Die von einer Anwendung genutzten Komponenten können sich auf für die Entwickler völlig unsichtbare Weise ändern. Eine solche Situation kann entstehen, wenn Komponenten von einem Server ohne strenge Versionskontrollmechanismen und/oder über nicht verschlüsselte Kommunikationskanäle heruntergeladen und nicht mit Hashes und digitalen Signaturen überprüft werden. Theoretisch kann in diesem Fall der Aufbau der Anwendung jedes Mal ein anderes Endergebnis liefern.

Sicherheitsvorkehrungen: Achten Sie bei der Entwicklung streng auf sichere Verfahren. Nutzen Sie während der Entwicklung Ressourcenkennungen, die eindeutig die Version der jeweiligen Komponente angeben. Prüfen Sie außerdem heruntergeladene Komponenten mit digitalen Signaturen. Verwenden Sie stets sichere Kommunikationsprotokolle.
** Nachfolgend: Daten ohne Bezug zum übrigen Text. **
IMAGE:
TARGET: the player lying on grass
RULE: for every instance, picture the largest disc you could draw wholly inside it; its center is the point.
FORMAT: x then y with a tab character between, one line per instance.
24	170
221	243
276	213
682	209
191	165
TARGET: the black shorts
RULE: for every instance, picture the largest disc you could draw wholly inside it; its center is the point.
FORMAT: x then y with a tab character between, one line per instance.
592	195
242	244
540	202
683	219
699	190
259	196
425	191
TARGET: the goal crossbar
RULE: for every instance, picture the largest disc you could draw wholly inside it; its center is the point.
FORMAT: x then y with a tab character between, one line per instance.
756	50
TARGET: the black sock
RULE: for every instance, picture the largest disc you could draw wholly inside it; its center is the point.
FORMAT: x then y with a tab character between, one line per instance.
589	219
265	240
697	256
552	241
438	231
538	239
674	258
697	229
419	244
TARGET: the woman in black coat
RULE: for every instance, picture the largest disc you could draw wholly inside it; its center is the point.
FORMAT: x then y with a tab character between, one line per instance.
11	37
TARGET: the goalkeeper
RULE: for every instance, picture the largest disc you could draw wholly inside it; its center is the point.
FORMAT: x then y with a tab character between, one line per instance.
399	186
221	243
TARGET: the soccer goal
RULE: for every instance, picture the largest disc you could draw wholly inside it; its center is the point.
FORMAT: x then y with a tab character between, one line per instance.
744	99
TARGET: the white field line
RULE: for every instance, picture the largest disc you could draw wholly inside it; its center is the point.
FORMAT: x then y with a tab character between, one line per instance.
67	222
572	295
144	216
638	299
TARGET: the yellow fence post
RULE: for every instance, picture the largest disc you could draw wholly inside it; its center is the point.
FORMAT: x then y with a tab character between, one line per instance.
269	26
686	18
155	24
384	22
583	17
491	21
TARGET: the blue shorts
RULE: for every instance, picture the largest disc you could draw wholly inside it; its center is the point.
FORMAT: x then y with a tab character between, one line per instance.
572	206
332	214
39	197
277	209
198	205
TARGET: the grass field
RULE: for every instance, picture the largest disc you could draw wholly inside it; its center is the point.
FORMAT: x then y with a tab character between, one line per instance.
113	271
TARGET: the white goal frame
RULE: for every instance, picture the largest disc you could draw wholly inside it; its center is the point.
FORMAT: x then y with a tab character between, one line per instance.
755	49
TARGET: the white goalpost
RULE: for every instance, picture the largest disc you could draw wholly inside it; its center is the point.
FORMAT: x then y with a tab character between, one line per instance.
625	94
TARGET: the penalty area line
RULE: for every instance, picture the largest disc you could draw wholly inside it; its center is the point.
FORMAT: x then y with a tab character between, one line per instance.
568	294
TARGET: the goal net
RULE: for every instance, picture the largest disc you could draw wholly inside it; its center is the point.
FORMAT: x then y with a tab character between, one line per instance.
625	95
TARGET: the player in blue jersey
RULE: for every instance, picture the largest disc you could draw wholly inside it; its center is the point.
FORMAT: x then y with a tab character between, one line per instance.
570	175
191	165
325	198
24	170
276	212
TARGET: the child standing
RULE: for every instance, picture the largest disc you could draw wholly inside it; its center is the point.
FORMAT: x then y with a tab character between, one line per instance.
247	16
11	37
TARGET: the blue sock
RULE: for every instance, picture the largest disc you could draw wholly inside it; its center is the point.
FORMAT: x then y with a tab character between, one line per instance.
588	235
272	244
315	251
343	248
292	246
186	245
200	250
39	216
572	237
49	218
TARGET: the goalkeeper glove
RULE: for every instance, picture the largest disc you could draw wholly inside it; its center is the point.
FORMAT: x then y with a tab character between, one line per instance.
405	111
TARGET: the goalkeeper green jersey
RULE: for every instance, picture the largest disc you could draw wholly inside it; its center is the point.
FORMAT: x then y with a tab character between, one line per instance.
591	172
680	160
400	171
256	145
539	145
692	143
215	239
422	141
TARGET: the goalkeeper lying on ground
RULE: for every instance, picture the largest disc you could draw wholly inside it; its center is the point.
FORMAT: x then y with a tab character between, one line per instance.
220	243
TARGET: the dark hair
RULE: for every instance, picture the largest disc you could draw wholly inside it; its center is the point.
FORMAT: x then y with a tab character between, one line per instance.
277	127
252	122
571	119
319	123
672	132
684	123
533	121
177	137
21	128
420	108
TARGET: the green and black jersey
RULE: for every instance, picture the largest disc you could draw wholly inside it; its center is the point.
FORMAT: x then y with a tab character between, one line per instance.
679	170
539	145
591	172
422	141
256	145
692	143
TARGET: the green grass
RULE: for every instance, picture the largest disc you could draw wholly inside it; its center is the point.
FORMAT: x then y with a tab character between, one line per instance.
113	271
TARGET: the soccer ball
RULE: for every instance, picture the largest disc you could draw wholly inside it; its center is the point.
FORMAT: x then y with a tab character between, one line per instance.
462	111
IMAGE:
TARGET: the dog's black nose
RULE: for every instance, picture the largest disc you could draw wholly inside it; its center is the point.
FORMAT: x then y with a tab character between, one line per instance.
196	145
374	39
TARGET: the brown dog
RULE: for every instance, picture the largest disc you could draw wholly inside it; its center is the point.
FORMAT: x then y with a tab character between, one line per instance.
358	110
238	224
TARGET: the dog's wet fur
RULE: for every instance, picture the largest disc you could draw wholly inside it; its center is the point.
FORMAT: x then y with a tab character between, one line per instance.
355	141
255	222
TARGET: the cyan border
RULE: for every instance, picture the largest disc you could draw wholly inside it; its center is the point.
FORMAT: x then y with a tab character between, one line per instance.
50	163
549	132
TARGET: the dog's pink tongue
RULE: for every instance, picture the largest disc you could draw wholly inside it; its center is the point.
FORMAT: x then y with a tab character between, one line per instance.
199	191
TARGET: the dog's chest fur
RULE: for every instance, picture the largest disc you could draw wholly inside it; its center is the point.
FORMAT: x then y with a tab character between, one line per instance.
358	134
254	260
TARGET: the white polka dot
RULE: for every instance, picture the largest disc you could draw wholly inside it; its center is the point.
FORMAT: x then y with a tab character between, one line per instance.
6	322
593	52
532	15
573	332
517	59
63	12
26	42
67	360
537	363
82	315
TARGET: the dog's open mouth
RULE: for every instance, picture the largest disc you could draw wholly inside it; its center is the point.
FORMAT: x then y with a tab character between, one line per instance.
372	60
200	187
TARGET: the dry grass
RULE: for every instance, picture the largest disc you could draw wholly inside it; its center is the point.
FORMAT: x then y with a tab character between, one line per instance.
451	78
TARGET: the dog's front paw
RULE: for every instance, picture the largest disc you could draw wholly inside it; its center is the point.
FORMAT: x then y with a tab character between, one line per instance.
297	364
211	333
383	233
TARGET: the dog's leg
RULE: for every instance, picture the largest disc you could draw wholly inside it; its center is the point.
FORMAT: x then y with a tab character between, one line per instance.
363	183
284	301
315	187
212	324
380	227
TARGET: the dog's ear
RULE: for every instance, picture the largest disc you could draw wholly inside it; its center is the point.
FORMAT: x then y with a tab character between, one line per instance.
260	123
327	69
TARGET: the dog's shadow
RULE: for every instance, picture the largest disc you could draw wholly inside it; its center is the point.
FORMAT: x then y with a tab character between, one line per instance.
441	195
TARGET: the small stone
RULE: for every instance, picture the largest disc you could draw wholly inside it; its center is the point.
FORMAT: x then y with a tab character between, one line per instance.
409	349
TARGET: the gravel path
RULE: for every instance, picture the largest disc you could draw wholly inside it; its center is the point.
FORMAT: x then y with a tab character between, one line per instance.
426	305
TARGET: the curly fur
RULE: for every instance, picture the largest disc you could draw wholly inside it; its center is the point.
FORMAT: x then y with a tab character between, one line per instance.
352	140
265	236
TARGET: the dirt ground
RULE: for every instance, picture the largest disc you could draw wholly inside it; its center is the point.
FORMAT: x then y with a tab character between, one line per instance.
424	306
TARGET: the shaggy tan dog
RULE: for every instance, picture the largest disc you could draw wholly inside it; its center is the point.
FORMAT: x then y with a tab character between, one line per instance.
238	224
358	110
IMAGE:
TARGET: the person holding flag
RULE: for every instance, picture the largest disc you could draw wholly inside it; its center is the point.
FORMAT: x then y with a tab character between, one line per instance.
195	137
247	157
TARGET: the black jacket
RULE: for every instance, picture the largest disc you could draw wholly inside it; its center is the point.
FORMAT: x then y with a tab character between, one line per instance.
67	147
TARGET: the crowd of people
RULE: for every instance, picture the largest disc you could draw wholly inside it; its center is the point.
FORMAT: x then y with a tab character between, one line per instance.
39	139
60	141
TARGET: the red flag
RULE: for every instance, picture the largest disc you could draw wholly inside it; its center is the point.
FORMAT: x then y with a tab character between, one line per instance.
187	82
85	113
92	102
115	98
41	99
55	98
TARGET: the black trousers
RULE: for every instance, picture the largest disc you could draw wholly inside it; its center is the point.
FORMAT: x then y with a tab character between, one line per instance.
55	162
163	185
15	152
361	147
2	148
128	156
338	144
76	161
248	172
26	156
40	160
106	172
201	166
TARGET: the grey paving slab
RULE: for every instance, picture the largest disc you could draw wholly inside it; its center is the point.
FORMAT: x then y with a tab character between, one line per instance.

Zu umfangreiche oder zu geringe Abhängigkeiten

Heutzutage können Entwickler eine Komponente mit nur drei Codezeilen integrieren. Gleichzeitig ist es ebenso nachteilig, wenn die gesamte Komponente aus vier Code-Zeilen besteht (sehr klein) und wenn der Code, den Sie verwenden wollen, nur eine von Tausenden von Komponenten-Funktionen ist – von denen die anderen in der Anwendung des Unternehmens nicht verwendet werden. In diesem Fall sind die Entwickler mit der Pflege einer weiteren Abhängigkeit im Interesse einer sehr geringen Funktionalität belastet.

Sicherheitsvorkehrungen: Vermeiden Sie Abhängigkeiten mit geringer Funktionalität; entwickeln Sie solche Funktionen innerhalb der Hauptanwendung.